Friday, February 19, 2010


I like hot dogs and beans as much as the next guy... hell, it was a once-a-week tradition back in the Days of My Youth... but who says a weeknight meal, even if it’s something as prosaic as chicken and ’taters, has to be boring?

Pollo al Mattone and Hasselback Potatoes
Pollo al Mattone, Braised Bok Choy, and Hasselback Potatoes.

Here’s a tasty repast that wasn’t all that difficult to throw together:

Pollo al Mattone - a fancy Eye-Talian name for Brick Chicken. You can go to Ted’s Montana Grill and they’ll mash a chicken breast under a brick and cook it up for you, or you can do it yourself. Here, I used a couple of Cornish hens and spatchcocked ’em by hacking out their spines and opening ’em up like a couple of paperback novels... with legs. A good recipe is here.

Braised Bok Choy - Take bok choy (Chinese cabbage), cut up and wash thoroughly, then throw it in a sauté pan with a little chicken stock over medium heat.

Hasselback Potatoes - From a Swedish restaurant comes this interesting way of baking a potato.
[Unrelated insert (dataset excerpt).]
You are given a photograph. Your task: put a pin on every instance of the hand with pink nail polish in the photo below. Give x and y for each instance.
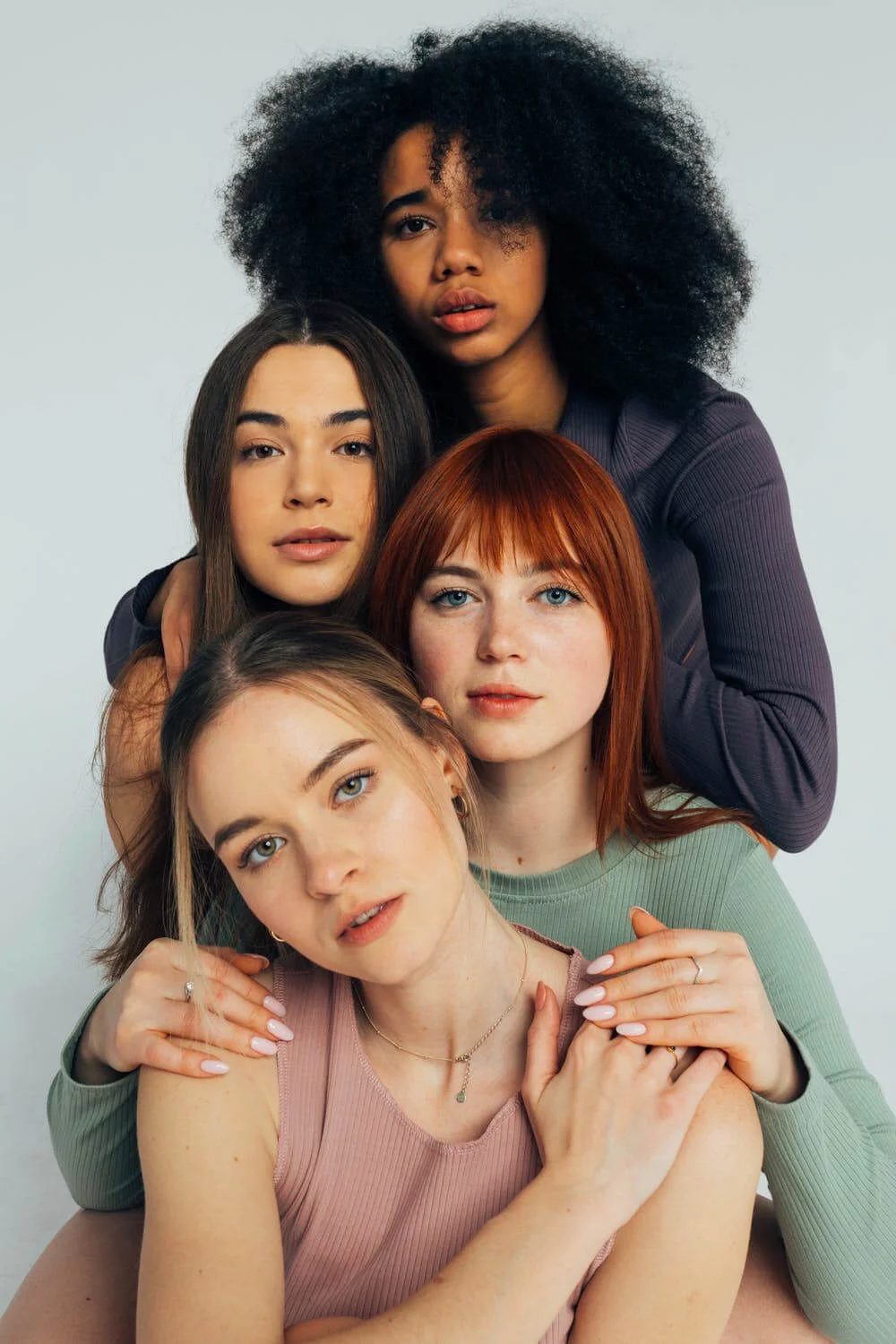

Take a nice, well-scrubbed Idaho russet, slice off a thin layer from the bottom so the potato won’t roll around on the cutting board, lay a couple of chopsticks parallel to the potato, and, using a chef’s knife, slice the potato laterally at 1/8-inch intervals. The chopsticks will keep you from slicing all the way through - you want the potato to stay in one piece.

Drizzle the ’tater with olive oil and dot with butter. If you like garlic, place thin slivers of sliced garlic clove in the potato incisions. Sprinkle the whole mess with a 50:50 mixture of grated Parmesan and bread crumbs (if desired) and bake in a 425°F oven for 45 minutes. Is it steak fries? Is it a baked potato? It’s a little of both.

I used some Spanish sparkling wine (cava) to make the sauce for the Cornish hens; there was plenty left over for drinking with this pleasant weekday dinner.